It’s incredibly crucial for continuity strips like Spider-Man to tie up every last narrative loose end in order to satisfy their famously nitpicky audiences. For instance, when the Parkers arrived at Dr. Connors’ lab, it was apparently abandoned, which is why our hero barged in and got womped in the face with some big metal thing that was never fully explained, actually, and then discovered that the lab was still fully occupied by Dr. Connors. But if that was the case, then where was Dr. Connors’ vehicle, huh? Surely if a sensible minivan with a bunch of crazy re-arm-ulating equipment thrown in the cargo area were parked in the front the building, Peter would’ve immediately said, “Ah ha! Dr. Connors is home, despite the apparently dilapidated state of his lab! I shall knock before entering!” Too bad for Peter that the lab comes with off-street parking, although it’s probably great for Dr. Connors, since it’s no doubt tricky to haul big pieces of equipment to and from the car with only one arm, and besides you probably shouldn’t leave a bunch of scientific gizmos with high resale value too visible in car just parked at the curb. Anyway, I look forward to learning how exactly all the windows got broken (probably by the big metal womping thing, which took a while to calibrate before it only womped intruders).
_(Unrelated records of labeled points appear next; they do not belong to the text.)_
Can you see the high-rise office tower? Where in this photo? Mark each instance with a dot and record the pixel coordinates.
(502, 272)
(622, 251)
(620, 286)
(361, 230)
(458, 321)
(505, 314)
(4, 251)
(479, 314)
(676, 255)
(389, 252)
Funky Winkerbean, 11/25/17

One of my least favorite Funky Winkerbean moves (and really, it’s quite a list) is when one of the characters makes a joke, and normally you’d think that joke represented to strip’s punchline, except instead the characters then assess how corny the joke is, and that’s actually supposed to be the punchline, somehow??? Today’s strip really builds a whole emotional arc out of it, with Becky giving Harry a sly look right as she unleashes her pun in the second panel, and Harry wagging his finger as he assesses it the third. I look forward to the day where someone makes some terrible wordplay and then we just have weeks and weeks of strips analyzing it!

Mary Worth, 11/25/17

Shoutout to Pedro for adhering to the salesman’s creed: Always. Be. Closing. Sure, Wilbur just caught him making out with Wilbur’s girlfriend, who’s supposed to be his cousin, but that doesn’t necessarily mean Wilbur is closed off to prospect of buying some discounted salsa lessons. You’ll never know until you ask!